It’s a common assumption among marketers that if you can customize any form of marketing, particularly mobile advertising, you’ll get better results. With this in mind, mobile marketing relies significantly on user tracking data as a cornerstone advertising strategy.
New research has looked into the value of user tracking data for targeting purposes and offered some insights about the privacy outcomes of such activities in a multisided mobile advertising market. This not only represents new thinking on marketing strategy, but could help mitigate certain societal concerns over privacy issues and the use of certain tracking data in mobile advertising.
The research study, “Targeting and Privacy in Mobile Advertising,” is to be published in the March issue of the INFORMS journal Marketing Science. It is authored by Omid Rafieian of Cornell University and Hema Yoganarasimhan of the University of Washington.
The study found that a machine learning-based targeting approach improves the average click-through rate by more than 66.8% compared to simpler targeting models.
“The difference mainly stems from behavioral information as opposed to contextual information,” said Rafieian. “What this means is that the machine-learning approach is able to learn user preferences from their past behavioral data, such as the ads they have seen and clicked on. Unlike traditional approaches, machine-learning methods do not put restrictive assumption on user behavior, and in turn, are able to identify more complex patterns in user preference.”

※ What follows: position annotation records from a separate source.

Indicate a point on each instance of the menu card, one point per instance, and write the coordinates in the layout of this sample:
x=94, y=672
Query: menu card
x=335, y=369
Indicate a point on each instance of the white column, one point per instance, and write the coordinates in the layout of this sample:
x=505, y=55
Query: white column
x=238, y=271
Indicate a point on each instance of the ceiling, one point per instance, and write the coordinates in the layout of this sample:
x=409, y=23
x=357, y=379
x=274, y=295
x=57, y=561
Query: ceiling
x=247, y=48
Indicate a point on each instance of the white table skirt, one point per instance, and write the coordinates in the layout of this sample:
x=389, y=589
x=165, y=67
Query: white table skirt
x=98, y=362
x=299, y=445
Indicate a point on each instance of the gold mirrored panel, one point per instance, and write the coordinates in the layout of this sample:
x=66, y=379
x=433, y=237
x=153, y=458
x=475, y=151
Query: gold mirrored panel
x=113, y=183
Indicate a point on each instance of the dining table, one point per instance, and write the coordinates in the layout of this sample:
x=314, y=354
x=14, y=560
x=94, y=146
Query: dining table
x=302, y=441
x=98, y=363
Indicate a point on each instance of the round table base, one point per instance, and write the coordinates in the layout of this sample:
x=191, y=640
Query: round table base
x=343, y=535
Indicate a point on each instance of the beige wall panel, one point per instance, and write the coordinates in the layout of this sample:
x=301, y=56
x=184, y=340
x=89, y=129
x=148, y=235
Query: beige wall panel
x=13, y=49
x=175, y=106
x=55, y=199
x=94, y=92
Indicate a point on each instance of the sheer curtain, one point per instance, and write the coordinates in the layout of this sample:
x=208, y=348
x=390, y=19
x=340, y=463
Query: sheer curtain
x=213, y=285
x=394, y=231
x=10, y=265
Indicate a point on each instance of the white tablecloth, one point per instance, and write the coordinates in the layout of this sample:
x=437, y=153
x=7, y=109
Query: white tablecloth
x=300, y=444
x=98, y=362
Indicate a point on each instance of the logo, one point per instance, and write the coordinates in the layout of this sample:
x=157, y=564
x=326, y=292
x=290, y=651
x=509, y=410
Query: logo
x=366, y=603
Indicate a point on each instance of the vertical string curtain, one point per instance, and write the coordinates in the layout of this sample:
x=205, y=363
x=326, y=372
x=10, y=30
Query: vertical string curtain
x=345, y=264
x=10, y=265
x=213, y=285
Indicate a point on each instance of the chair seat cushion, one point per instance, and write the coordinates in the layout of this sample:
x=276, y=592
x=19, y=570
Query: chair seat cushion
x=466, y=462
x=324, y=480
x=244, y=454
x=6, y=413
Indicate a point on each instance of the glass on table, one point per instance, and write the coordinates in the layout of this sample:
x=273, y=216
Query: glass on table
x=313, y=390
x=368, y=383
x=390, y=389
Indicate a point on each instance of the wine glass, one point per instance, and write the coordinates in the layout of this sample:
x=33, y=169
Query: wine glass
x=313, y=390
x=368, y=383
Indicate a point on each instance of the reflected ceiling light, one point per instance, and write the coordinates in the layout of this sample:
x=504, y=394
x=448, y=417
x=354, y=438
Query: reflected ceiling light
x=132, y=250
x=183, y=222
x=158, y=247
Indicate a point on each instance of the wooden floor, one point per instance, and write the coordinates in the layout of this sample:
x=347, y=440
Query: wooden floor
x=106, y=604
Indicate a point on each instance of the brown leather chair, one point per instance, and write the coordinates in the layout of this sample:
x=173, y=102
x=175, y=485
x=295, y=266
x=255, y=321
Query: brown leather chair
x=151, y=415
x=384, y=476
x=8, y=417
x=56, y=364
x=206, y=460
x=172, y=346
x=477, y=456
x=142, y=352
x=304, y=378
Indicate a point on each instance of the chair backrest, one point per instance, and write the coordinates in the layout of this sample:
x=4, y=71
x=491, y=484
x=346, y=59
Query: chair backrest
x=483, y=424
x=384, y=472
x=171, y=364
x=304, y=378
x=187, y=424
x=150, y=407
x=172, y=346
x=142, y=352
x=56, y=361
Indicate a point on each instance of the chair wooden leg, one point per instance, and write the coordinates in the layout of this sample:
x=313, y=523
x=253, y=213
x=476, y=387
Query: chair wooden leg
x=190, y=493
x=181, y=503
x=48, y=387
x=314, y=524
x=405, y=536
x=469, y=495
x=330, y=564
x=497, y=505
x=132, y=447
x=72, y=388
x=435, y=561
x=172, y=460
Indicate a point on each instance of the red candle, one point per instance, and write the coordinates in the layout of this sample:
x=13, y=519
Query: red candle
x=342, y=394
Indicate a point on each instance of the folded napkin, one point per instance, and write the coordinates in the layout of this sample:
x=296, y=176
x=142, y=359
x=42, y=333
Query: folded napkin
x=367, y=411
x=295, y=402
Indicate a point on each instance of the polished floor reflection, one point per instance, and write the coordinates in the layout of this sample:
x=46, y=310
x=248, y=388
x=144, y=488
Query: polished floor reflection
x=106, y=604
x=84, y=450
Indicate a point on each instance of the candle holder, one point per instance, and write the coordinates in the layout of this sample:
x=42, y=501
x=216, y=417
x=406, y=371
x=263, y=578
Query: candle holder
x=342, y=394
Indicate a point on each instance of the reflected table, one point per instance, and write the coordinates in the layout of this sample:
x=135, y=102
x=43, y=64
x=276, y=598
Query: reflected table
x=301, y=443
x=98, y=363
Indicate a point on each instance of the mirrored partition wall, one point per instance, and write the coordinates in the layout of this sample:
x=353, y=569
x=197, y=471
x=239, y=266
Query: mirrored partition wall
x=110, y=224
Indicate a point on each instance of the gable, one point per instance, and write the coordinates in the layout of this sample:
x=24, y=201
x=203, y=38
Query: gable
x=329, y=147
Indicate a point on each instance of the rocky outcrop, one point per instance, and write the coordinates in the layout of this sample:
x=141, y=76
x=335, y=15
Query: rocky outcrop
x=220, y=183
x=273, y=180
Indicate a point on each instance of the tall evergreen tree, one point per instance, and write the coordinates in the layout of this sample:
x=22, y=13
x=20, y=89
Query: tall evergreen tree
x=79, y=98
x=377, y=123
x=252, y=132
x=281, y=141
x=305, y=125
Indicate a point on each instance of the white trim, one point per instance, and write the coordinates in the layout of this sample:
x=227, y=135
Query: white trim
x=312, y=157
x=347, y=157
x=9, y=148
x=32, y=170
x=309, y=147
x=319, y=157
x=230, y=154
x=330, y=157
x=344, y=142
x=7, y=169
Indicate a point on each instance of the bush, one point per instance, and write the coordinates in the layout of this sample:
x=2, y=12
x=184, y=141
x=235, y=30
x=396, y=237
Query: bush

“Once we established the effectiveness of our machine-learning approach, we turned to the privacy question: can we expect any stop on behavioral targeting and user tracking in this market?,” said Yoganarasimhan. “What we found was that although behavioral targeting helps advertisers find better match with impressions, the ad network may want to protect consumer privacy and not allow very granular behavioral targeting for economic reasons. This is because too much targeting can result in softer competition between advertisers, where each advertiser cherry-picks narrow segments, thereby leading to lower revenues for ad networks.”
The research used large-scale data from a leading in-app network of a country in Asia. Study authors created a machine-learning framework for targeting that uses both contextual and behavioral information.
They conducted a comprehensive comparison between the value of contextual and behavioral targeting from different players’ viewpoints. The key insight from the paper was a misalignment between what ad networks and advertisers want: while advertisers demand more privacy-invasive targeting tools, ad networks have natural economic incentives to limit behavioral targeting to increase competition between advertisers. This hints at a future where the market can self-regulate and protect consumers’ privacy.